Князь взял со стола кубок, осушил его большими глотками и стукнул им об столешницу.
– Ладно, слушаете, – сказал он. – Татары же сперва, послов к нам прислали. Двух воев и с ними бабу толмачку. Послы те, какие-то бездельные. Нечего с ними было обсуждать, потому, как ничего они и сами не ведали. Эти послы только одно сказать могли. Потребовали с нас дани: десятины во всём, – Роман криво усмехнулся и покачал головой. – Не просят так дани. Это не переговоры, а насмешка. Потребовали они не просто десятую долю добра, а десятую долю во ВСЁМ! – князь особо выделил последнее слово. – Просили не просто каждого десятого коня, а десятины в черных, десятины в рыжих, десятины в пегих и так всех мастей. А еще запросили десятины в смердах: отдельно в женщинах, в мужчинах и детях. Ну и дальше тоже самое: десятина в воях и их семьях, каждого десятого князя, каждую десятую княгиню, мальчика, девочку.
– Вот это да! – удивился Всеволод. – Батюшке они совсем другое говорили! И десятины во всем не просили. А это и вправду, больше на насмешку похоже.

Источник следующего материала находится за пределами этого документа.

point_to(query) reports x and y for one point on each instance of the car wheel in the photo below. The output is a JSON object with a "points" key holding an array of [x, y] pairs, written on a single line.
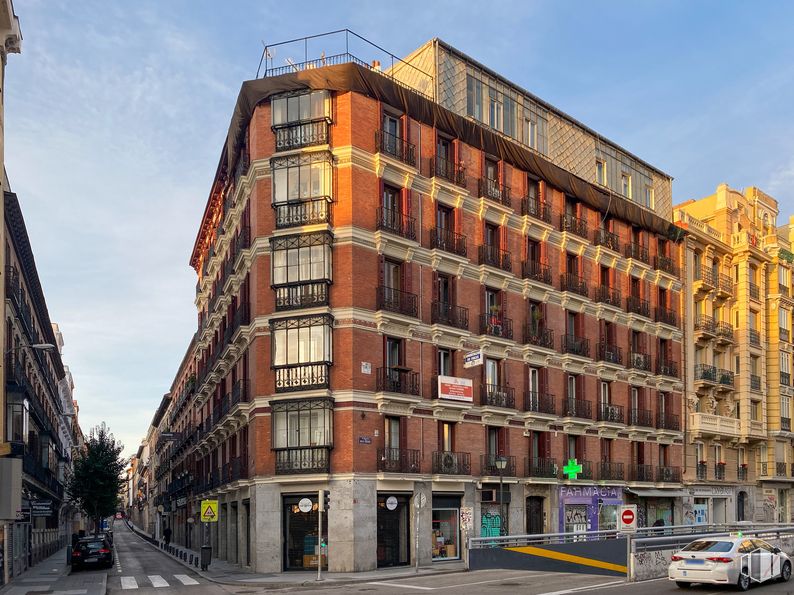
{"points": [[744, 580], [785, 572]]}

– Ты б дядю моего видел, когда он все это выслушал! – усмехнулся Роман.
– И что Юрий Игоревич им ответил? – заинтересовался Всеволод.
– Сказал, что когда нас в живых не будет, пусть тогда забирают всё!
– Достойно! Хорошо ответил! – важно одобрил Еремей Глебович. – Горд, вельми, Юрий Игоревич.